Todos los presentes prestaban atención a la directora de Sordotapias. Algunos incluso tomaban notas en sus cuadernos. Teresa Sobrados era una entusiasta de su trabajo y una firme defensora de la integración por lo que solía atraer la atención con facilidad de la audiencia en este tipo de reuniones. Defendió con firmeza la contratación de intérpretes de lengua de signos y la utilización de sistemas de amplificación, como los sistemas de frecuencia modulada o bucle magnético portátil durante los tours guiados, así como la necesidad de facilitar información escrita a los visitantes. También defendió la inversión en audioguías con bucle magnético, vídeoguías en lengua de signos y guías virtuales. Igualmente apostó por la instalación de sistemas de amplificación en las salas y auditorios. Por último, mencionó la necesidad de formar al personal en pautas de interacción con personas con discapacidad auditiva, instruyéndoles en hablar frente a frente, usar gestos, dibujar o escribir para favorecer la comunicación.

Tras responder algunas preguntas y discutir sobre costes y prioridades de unas medidas sobre otras, la reunión se dio por finalizada. Marcelino tenía la sensación de que la exposición había sido un éxito. Las ideas habían quedado claras, la gente parecía contenta y, sobre todo, su jefa radiaba un optimismo nunca antes visto.

—Enhorabuena a los dos— dijo Marisa al acercase a Marcelino y Teresa los cuales charlaban en una de las esquinas del despacho al finalizar la reunión— Muy buena presentación. Todo clarísimo.
—Muchas gracias— dijo Marisa.

Marcelino experimentó esa agradable sensación de orgullo que siempre acompaña al trabajo bien hecho. El día no podía ir mejor. Educadamente acompañó a Teresa a la puerta de la oficina para despedirse. Ésta, de nuevo atarantada, llegaba al parecer otra vez tarde a su siguiente reunión del día.
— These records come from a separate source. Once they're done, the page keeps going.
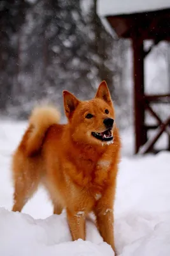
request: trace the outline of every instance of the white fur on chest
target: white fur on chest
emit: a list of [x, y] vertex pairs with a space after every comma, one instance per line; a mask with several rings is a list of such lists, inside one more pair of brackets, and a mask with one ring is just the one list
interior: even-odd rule
[[97, 163], [97, 165], [102, 168], [108, 168], [110, 167], [111, 161], [109, 160], [99, 160]]

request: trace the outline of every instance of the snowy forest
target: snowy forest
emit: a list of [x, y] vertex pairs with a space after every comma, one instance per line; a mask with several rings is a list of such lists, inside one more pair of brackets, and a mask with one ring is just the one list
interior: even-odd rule
[[118, 104], [127, 44], [107, 32], [96, 6], [96, 0], [1, 1], [1, 114], [25, 119], [39, 100], [62, 111], [63, 90], [87, 99], [104, 79]]
[[[106, 80], [120, 128], [132, 125], [131, 42], [107, 31], [97, 4], [97, 0], [0, 1], [1, 116], [25, 120], [34, 106], [46, 101], [63, 114], [63, 90], [89, 99]], [[145, 47], [150, 44], [145, 42]], [[163, 42], [146, 58], [149, 93], [169, 92], [168, 49]], [[158, 111], [165, 112], [161, 106]]]

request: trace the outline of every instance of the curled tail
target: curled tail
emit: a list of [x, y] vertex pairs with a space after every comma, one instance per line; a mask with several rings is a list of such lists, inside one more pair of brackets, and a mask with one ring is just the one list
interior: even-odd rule
[[33, 109], [29, 118], [29, 125], [19, 148], [27, 156], [38, 152], [43, 144], [46, 130], [53, 124], [58, 124], [60, 115], [52, 106], [40, 106]]

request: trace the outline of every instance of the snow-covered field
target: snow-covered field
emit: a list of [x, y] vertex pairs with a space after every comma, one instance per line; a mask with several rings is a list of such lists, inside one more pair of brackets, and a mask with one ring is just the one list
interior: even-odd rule
[[[52, 215], [42, 188], [23, 213], [11, 212], [10, 159], [25, 123], [0, 122], [0, 255], [111, 256], [92, 220], [87, 241], [71, 242], [65, 212]], [[123, 154], [115, 205], [115, 241], [121, 256], [170, 255], [170, 153], [132, 157], [132, 132], [122, 134]]]

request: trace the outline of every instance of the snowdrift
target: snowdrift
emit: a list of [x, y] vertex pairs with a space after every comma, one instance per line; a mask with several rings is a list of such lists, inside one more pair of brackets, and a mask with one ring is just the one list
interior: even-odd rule
[[[24, 209], [12, 212], [11, 153], [25, 124], [0, 125], [0, 255], [114, 255], [93, 219], [87, 221], [87, 241], [72, 242], [66, 213], [52, 215], [41, 188]], [[129, 136], [123, 141], [132, 150]], [[128, 152], [127, 152], [128, 153]], [[115, 233], [119, 256], [170, 255], [170, 153], [122, 157], [115, 204]]]

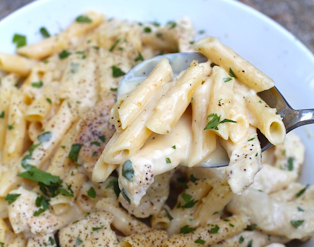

— ¡Ay Marcelino! ¡Que con las prisas se me olvidaba!— dijo Teresa Sobrados justo cuando salía hacia la calle — El mes que viene es el día internacional de la sordera. Vamos a organizar una fiesta en Sordotapias con familiares y amigos. Contamos contigo, tu familia y tu nueva conquista— añadió a una velocidad vertiginosa a la vez que guiñaba un ojo y caminaba inquieta en dirección al coche.
—Ah, genial, allí estaremos. ¡Corre, vete, que no llegas!— dijo Marcelino sonriendo ante la atolondrada forma de actuar de la directora.

Justo cuando volvía hacia su despacho vibró el móvil en su bolsillo. Un mensaje de Gimena esperaba a ser abierto.

—Hola Marce. Estoy deseando verte esta noche. Si te portas bien quizás hoy si pueda dormir en tu casa. Un beso guapo— decía sugerente el mensaje.

Un tembleque en las piernas parecido al experimentado en las primeras citas se apoderó de Marcelino. Aquella Gimena directa y decidida le resultaba irresistible. No podía pensar en un colofón final mejor para aquel insuperable día.